Guardò Luna dritta negli occhi, e i suoi scuri, sembravano perdersi in quelli chiari e preoccupati della ragazza. Li fissò attentamente. Le sembrava che avesse ancora uno sguardo infantile, di chi non ha ancora appreso i problemi del mondo che lo circonda. In quel momento avrebbe voluto sparire. Non voleva essere lei a dover cambiare per sempre lo sguardo di Luna. Non voleva e non poteva. Ma lo fece. Inspirò profondamente. Le poggiò le mani sulle spalle, e con voce dolce iniziò:
« Faccio parte dei volontari del servizio civile. » Il cuore di Luna ebbe un sussulto.
« Purtroppo… c’è stata un’inondazione. Il fiume ha superato la diga e… »
« Ma… com’è possibile… non ha piovuto! »
« Lo so tesoro, non è colpa della pioggia. Purtroppo è stato trovato un guasto. Il paese… è stato distrutto. Mi dispiace molto. »
Luna abbassò lo sguardo. Strinse i pugni, fino a sentire dolore ai palmi delle mani. Poi cadde a terra. Era come se tutto d’un colpo tutte le forze l’avessero abbandonata, come tutti quelli a cui teneva di più. Ma non pianse. Non versò una lacrima. Questa fu la cosa che sconvolse di più Sara. Lei non piangeva. Era lì, seduta a terra con lo sguardo improvvisamente vuoto. Ma come ho già detto, lei lo sapeva. Non l’avevano abbandonata, li avrebbe raggiunti, presto o tardi. Ma l’unica cosa che pensò Sara, fu che lei non volesse bene a nessuno. Questo fu l’inizio della sua reputazione al campo.
Ormai tutti la chiamavano “l’eremita”, perché passava la maggior parte delle ore seduta da sola, e perché, proprio come gli eremiti, non aveva affetti, e per quanto ne sapevano loro, non ne aveva mai avuti.
« Ciao » dovette ripetere. Stavolta lo notò.
« Ciao » Rispose fredda. Era strano. Lui la conosceva come una ragazza simpatica, dolce e romantica, non come gli si presentava ora. La trovava arrabbiata e scontrosa.
« Come ti chiami? » disse Lui. Conosceva ormai anche troppo bene il suo nome, ma non poteva farglielo sapere.
« Luna » Rispose, ancora senza voltarsi.
« Luna… che bel nome, non trovi? »
« Sì » Abbozzò un sorriso, ma quando se ne accorse tornò seria. « Chi sei? » Chiese, rimanendo ancora girata dall’altra parte.

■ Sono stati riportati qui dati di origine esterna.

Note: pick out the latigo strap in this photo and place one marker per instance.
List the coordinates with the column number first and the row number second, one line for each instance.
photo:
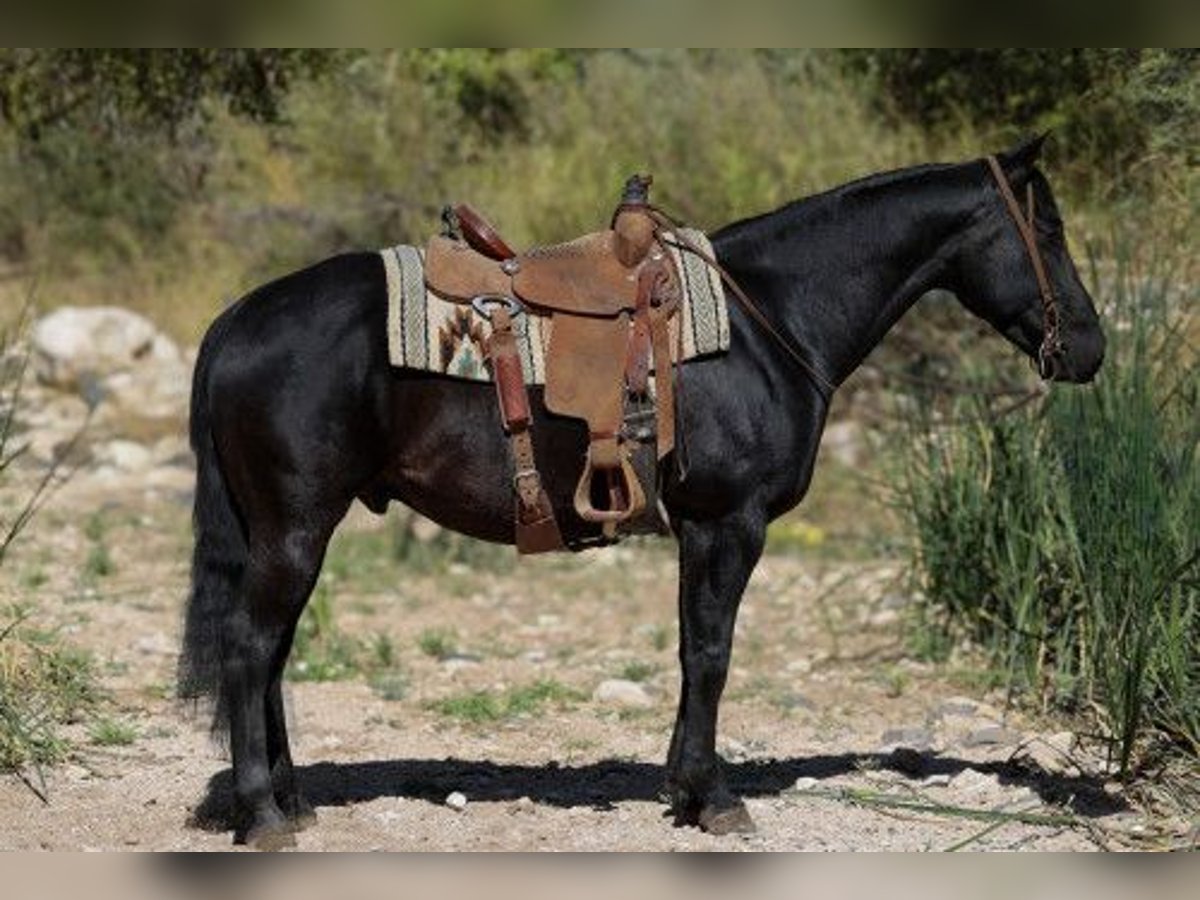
column 537, row 531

« Jack » Ci fu un attimo di silenzio tra i due, finché Lui non intervenne:
« Ti va di fare un giro? »
Per tutta la conversazione era rimasta voltata dall’altra parte, ma nell’udire quella proposta un qualcosa dentro di lei si smosse, e fu costretta a guardarlo. Appena si girò, rimase abbagliata. Si ritrovò davanti ad un paio di occhi. Ma non ne aveva mai visti così. Era come… se le sue iridi fossero scomparse. Erano praticamente trasparenti, ma non sempre. Appena Lui sbatté le palpebre, Diventarono blu, blu come la notte che Luna amava tanto. Poi cambiarono ancora e diventarono azzurri come il cielo a primavera, quando il sole ti scalda dolcemente la pelle. Solo allora tornarono al loro stato originale. Rimase diversi minuti incantata a fissare quegli occhi meravigliosi. A Lui non dispiaceva affatto, anzi. Per la prima volta poté osservare bene quelli di Luna. Erano verdi, come il prato che spesso accarezzava d’estate, come gli alberi che creavano grandi zone d’ombra nei parchi delle città.
Verdi. Pensò a come stessero bene quegli occhi con i suoi capelli rosso fuoco. Non ci aveva mai fatto caso. Vide per la prima volta quanto lei fosse bella. Anche con il viso storpiato dal dolore, e scolorito dall’immensa tristezza. Anche senza un sorriso. Così. Pensò che era stupenda così com’era, e che non l’avrebbe cambiata per nulla al mondo.